Die Fortuna hat nach dem Derby-Sieg gegen Duisburg (2:1) die untere Tabellen-Region verlassen. Der mit 19 Neuzugängen wohl am besten besetzte Kader der gesamten Liga wächst langsam zusammen.

Platz 2 ist nur noch 3 Punkte entfernt. Aber auch zu den Abstiegsrängen sind es nur 3 Zähler Abstand.

Problem: Auf Alexander Ende (46) und seine Jungs warten jetzt zwei Auswärtsspiele in nur fünf Tagen. Erst geht es nach Regensburg (Di., 19 Uhr/live MagentaSport), dann steigt das nächste Derby in Aachen (Sa., 14 Uhr/live MagentaSport) auf dem mit rund 30.000 Zuschauern ausverkauften Tivoli.

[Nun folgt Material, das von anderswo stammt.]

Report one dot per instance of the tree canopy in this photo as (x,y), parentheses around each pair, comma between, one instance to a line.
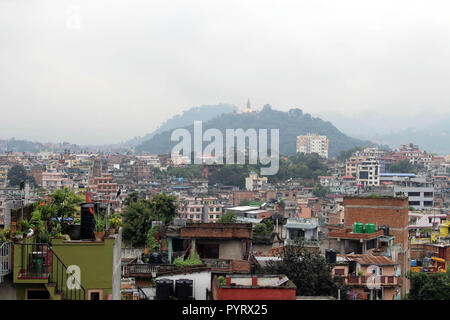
(307,269)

Darunter rund 6000 Düsseldorfer Anhänger. Die Doppel-Chance für Ende, den ersten Auswärtssieg der Saison zu landen.

Seit er im April sein Traineramt übernahm, gab es aus sechs Versuchen nur es zuletzt beim 0:0 bei Fortuna Köln einen Punkt. Alle anderen Spiele in der Fremde gingen verloren.

Bleibt die Bilanz in den nächsten beiden Spielen so negativ, droht Düsseldorf vor der fast dreiwöchigen Länderspielpause wieder der Sturz in den Tabellenkeller. Ist Fortuna nach dem großen Umbruch jetzt so weit, den ersten Auswärtssieg in der Liga zu landen?

Ende auf BILD-Nachfrage: „Sehr gerne, dass ich das mit Ja beantworten kann. Aber versprechen kann ich es nicht.“

Was Ende jedoch versichert: „Es wird in Regensburg eine Mannschaft auf dem Platz stehen, die diesen Weg aus den letzten 3 Spielen mit 7 Punkten weitergeht und hungrig bleibt.

Du darfst nie nachlassen! Gerade wenn du oben dabei sein willst, musst du permanent da sein.“

Und das muss Fortuna, wenn sie im Frühjahr die Rückkehr in die 2.

Liga feiern will …

Haben Sie Fehler entdeckt? Möchten Sie etwas kritisieren?

Dann schreiben Sie uns gerne!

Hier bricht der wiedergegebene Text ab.